Test Coverage Status Go Reference Go Report Card license Badge OSC

Pure Go H.264/AVC IDR Decoder & Bitstream Generator

A pure Go H.264/AVC decoder for IDR (and P_Skip) frames with both CABAC and CAVLC entropy coding, plus a bitstream generator for producing valid H.264 test content with IDR and empty P-frames from grid patterns at 16x16 or 8x8 block granularity. It can also be used to extend video with extra frames without a change of SPS/PPS.

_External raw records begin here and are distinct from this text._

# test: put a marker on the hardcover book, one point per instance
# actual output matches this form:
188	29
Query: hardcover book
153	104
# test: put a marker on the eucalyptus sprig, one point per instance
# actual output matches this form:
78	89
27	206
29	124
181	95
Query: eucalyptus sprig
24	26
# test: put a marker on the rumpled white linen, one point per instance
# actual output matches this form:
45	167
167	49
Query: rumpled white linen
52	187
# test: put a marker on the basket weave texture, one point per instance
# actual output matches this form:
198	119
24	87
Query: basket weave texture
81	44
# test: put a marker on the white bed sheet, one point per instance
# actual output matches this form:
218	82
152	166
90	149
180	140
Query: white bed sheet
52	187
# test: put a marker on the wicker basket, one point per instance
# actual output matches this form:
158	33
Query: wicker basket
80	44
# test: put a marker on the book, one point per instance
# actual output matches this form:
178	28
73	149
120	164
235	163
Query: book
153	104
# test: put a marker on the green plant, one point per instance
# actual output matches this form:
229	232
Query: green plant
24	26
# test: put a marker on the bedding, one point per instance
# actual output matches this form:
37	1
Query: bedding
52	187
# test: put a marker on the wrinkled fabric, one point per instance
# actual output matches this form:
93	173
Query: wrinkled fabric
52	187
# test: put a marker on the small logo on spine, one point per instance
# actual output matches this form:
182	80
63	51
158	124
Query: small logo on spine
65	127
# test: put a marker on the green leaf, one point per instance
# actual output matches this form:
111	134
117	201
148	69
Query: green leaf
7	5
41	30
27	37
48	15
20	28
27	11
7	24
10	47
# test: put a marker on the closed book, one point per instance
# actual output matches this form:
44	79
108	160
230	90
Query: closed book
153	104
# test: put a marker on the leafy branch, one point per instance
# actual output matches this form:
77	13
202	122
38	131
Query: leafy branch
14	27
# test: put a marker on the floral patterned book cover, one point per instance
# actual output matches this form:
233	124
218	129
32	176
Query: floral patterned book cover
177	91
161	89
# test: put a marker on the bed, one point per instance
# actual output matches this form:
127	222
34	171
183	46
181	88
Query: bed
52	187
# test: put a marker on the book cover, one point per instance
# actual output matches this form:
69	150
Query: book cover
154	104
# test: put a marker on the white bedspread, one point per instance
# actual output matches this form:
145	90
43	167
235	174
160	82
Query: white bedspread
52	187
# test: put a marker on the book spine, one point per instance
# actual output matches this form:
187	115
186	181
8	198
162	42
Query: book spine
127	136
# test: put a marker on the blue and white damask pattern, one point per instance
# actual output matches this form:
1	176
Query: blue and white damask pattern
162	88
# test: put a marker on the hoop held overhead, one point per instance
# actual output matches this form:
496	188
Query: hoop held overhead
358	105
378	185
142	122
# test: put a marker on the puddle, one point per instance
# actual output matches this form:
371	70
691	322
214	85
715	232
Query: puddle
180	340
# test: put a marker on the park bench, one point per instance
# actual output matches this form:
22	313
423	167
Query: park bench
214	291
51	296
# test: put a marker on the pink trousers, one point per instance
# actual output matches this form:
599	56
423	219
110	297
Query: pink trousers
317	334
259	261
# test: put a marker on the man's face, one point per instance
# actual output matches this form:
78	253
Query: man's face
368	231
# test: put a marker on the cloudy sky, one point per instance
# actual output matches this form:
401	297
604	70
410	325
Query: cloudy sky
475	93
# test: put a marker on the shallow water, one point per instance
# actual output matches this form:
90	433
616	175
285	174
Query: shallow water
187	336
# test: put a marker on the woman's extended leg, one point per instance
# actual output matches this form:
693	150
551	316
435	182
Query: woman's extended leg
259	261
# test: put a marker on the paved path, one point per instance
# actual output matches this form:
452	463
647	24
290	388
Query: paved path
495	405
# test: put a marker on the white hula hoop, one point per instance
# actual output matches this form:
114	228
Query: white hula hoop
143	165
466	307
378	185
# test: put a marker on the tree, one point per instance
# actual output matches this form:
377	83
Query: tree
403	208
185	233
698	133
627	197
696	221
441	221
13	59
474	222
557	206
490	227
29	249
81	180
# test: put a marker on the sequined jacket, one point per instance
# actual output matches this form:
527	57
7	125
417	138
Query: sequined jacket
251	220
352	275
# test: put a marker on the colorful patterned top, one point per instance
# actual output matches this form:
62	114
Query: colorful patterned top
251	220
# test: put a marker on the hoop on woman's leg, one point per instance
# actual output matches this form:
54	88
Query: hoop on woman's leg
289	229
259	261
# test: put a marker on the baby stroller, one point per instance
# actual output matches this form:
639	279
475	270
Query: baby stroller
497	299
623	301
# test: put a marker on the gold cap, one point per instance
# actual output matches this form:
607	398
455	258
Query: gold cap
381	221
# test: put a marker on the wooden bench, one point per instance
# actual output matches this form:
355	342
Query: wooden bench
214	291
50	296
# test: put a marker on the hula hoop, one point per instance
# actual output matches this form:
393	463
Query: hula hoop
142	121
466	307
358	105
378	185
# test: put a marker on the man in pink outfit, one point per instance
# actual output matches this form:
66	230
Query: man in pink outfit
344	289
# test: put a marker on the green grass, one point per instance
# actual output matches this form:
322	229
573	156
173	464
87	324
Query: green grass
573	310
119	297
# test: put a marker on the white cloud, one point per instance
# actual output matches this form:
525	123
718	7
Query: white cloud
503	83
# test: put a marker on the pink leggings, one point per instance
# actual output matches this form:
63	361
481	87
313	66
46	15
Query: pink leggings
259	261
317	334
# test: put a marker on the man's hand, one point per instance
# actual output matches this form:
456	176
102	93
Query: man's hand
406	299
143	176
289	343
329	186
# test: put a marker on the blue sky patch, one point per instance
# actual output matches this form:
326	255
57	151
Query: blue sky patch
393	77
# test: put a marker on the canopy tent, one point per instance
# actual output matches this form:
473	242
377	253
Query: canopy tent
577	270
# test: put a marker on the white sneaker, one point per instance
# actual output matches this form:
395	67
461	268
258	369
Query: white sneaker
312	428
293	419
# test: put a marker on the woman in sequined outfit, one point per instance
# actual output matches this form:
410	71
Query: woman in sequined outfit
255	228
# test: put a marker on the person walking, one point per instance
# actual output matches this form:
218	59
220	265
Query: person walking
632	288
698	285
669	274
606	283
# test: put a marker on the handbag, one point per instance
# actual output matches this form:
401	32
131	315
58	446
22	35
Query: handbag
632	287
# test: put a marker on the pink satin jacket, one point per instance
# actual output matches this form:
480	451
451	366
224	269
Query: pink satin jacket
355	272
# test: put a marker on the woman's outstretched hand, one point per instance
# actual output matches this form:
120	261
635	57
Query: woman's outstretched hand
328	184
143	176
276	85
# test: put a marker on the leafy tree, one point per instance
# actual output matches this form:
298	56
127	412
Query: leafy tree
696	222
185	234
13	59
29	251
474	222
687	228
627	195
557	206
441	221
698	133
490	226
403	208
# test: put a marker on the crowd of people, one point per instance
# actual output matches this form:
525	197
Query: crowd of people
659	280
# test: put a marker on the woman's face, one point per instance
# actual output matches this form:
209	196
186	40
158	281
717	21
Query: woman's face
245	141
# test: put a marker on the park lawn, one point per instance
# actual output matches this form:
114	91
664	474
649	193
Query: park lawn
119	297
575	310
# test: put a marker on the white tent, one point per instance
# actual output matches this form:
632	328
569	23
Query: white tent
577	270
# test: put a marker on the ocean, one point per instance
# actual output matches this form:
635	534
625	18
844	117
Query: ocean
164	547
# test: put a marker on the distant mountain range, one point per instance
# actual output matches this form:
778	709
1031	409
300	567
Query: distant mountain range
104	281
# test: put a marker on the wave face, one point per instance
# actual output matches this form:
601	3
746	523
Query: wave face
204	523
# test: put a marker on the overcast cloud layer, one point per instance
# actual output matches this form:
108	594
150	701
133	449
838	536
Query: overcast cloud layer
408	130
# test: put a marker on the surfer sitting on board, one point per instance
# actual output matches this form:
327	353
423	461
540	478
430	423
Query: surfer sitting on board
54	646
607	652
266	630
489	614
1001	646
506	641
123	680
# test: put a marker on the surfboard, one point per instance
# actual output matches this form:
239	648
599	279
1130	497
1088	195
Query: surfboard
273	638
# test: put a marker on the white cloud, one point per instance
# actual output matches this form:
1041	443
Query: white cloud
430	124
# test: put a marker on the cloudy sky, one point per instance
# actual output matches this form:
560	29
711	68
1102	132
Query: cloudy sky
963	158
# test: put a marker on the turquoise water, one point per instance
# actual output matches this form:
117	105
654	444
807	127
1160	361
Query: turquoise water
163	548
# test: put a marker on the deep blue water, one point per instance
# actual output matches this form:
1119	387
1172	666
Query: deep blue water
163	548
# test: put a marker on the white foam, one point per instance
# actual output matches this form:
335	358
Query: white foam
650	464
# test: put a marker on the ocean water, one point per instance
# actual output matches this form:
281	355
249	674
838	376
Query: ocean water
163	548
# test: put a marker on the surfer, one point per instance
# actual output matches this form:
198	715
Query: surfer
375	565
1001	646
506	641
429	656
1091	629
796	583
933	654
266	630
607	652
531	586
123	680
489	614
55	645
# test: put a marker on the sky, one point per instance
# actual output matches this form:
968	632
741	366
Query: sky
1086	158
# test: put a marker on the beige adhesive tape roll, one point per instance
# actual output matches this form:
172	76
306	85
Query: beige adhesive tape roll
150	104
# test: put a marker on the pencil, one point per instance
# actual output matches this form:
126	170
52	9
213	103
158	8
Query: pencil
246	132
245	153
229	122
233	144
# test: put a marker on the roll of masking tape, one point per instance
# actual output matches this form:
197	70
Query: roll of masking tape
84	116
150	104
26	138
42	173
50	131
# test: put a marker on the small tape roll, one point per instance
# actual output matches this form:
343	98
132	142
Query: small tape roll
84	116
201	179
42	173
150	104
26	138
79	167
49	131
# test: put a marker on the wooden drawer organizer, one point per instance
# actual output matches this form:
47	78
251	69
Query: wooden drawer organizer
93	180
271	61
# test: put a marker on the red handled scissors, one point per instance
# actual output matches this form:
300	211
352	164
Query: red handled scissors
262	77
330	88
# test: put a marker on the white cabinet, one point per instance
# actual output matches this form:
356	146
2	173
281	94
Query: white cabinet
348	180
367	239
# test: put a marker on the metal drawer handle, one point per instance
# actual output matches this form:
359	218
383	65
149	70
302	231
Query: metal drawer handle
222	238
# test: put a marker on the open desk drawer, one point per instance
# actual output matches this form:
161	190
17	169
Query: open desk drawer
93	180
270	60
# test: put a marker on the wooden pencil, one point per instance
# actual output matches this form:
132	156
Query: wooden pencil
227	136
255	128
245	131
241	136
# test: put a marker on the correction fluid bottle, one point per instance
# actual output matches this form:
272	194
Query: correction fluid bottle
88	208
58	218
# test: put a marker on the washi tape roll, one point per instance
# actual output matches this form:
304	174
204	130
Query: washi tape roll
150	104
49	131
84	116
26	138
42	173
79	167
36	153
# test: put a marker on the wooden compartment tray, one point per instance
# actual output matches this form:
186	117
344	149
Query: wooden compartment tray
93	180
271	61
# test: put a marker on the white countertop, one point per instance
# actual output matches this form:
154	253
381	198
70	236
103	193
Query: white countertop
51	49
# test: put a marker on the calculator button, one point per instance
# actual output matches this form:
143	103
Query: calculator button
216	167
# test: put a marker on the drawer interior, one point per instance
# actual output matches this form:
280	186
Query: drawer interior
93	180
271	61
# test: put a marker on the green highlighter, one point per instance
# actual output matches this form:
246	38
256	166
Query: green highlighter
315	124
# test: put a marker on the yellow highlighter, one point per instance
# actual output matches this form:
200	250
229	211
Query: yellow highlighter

This is not a general-purpose video encoder — it does not accept arbitrary pixel input or perform motion estimation. The encoder produces I_16x16 DC prediction frames from grid patterns (one color per block), with proper AC residual encoding when 8x8 blocks create step patterns at 4x4 sub-block boundaries. This is useful for generating test bitstreams, color bars, frame counters, and reference content for decoder verification.

All processing is currently 8-bit 4:2:0 only (no 10-bit or 4:2:2/4:4:4 support).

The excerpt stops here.